North Korea takes aim at US offer of talks in rare UN statement

North Korea’s deputy ambassador to the United Nations Kim In Ryong answers a question wearing a pin with images of North Korean leader Kim Jong-Un and his late father Kim Kim Jong-il in New York on May 19. /AFP/

UNITED NATIONS, United States (AFP) — North Korea on Wednesday delivered a rare statement at the United Nations Security Council, accusing the United States of attaching “unjust” conditions to its offer of talks on Pyongyang’s military programs.

Deputy Ambassador Kim in Ryong said it would be a “fatal miscalculation” by countries to believe that the latest sanctions imposed by the council will deter North Korea from developing its nuclear forces.

“Their mean and indiscreet act would go in just the opposite direction to what they want,” said Kim during a debate on non-proliferation chaired by Bolivia, this month’s council president.

“The US kept saying about ‘dialogue’ even at this moment” when the sanctions were adopted, Kim said.

“But it does not make sense to profess about dialogue with unjust preconditions attached and by applying maximum pressure.”

The US has said it is willing to talk to North Korea if it halts its missile and nuclear tests.

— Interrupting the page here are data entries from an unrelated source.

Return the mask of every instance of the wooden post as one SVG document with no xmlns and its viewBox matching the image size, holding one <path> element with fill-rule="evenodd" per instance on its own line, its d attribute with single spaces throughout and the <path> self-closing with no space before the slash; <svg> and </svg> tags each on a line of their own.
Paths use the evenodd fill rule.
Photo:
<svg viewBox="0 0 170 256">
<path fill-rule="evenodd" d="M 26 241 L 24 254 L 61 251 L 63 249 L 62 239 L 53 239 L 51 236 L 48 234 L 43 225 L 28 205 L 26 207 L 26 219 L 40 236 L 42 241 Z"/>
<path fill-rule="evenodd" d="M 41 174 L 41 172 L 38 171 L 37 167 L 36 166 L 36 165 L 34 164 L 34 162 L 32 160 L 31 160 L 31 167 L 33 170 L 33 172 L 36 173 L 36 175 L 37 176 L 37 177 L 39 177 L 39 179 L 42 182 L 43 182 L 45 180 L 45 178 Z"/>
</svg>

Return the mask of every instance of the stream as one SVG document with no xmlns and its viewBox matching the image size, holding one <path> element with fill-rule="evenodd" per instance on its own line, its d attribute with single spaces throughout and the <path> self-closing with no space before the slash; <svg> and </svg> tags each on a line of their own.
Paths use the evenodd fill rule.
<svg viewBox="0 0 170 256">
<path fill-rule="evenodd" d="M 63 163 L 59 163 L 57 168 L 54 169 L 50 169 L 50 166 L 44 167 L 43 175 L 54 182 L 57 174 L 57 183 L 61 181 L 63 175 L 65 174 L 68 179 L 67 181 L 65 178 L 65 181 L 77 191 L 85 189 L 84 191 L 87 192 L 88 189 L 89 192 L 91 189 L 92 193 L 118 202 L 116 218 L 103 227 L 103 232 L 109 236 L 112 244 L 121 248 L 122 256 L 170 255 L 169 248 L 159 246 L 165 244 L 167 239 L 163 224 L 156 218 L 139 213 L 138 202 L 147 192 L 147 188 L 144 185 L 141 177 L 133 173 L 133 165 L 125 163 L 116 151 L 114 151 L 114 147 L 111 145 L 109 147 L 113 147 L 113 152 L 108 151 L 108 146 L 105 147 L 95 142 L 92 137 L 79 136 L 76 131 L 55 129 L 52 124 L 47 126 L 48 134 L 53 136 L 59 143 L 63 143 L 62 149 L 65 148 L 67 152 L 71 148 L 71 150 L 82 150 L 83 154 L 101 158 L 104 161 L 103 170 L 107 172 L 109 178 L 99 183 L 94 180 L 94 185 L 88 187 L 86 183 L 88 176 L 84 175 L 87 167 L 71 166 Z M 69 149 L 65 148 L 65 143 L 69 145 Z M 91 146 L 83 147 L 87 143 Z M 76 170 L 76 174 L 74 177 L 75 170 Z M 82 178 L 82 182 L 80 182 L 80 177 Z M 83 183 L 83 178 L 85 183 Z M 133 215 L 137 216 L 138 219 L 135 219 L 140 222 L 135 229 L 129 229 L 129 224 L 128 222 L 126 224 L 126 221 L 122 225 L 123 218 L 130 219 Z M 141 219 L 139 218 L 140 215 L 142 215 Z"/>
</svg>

This month, the council put 14 North Koreans and four entities on a sanctions blacklist, hitting them with a global travel ban and an assets freeze.

That sanctions resolution builds on two other measures adopted last year after North Korea carried out a fifth nuclear test and test-fired a series of ballistic missiles.

North Korea has dismissed the Security Council as a political tool of the US and has rarely participated in its meetings, even those that concern Pyongyang directly.